Thursday, August 13, 2020

Anti-Pastoral by Vievee Francis

 Anti-Pastoral

 

i

How often have I spoken of the thistle,

the honeysuckle, the blistering bee?

How often have I asked how? I’ve grown tired

of my questions. And you’ve grown tired

of the limits of my language. I hate this measure

of memory, the constant return to the creek, the field,

the sundering South. I want release from the pasture

of my youth, from its cows and cobs in the mouth.

Forgive me my tiresome nostalgia. Forget it.

Let me forge a fissure between what was and is.

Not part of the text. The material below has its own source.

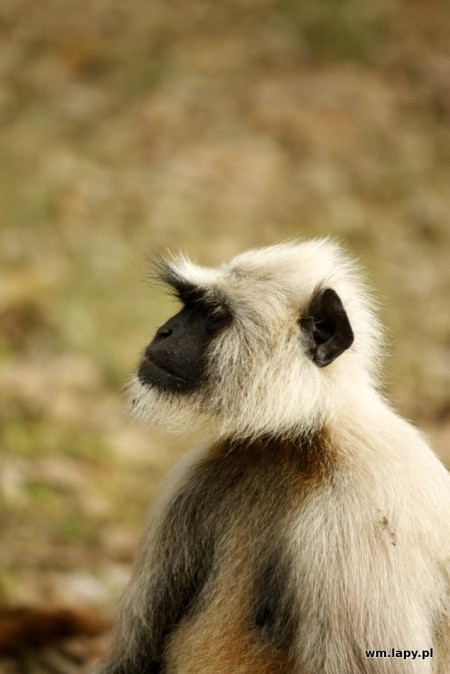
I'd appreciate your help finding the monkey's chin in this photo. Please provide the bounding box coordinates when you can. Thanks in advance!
[127,376,206,432]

I have no accent. You would not know where I was from

if I didn’t keep reminding you. Look at my city

shoes crunching through the new snow

on the sidewalk. Not a blade of grass anywhere.

 

ii

Which is not to say, Praise the urban, privilege the shadow

of the alley over the shade beneath a tree, or the average sky-

scraper over a clearing.

 

ii

Not in a surfeit of emotion, but in its thoughtful

consideration, later, when natural rage, through meditation,

may be pulled as milk through an udder, into a purer stream

—this is how Wordsworth would have it,

not red-eyed and trembling, but clearheaded,

the tempest assuaged. Can you believe that?

Easy to say from some green-lined walking trail,

but this is a city, and here is an old woman

on the curb, broken as easily as a wafer she might have

had with her iced tea later this evening. Here is a reason

to prefer whiskey over a cow’s poor offering. Whiskey,

essential as water, worthy of pain and erasure.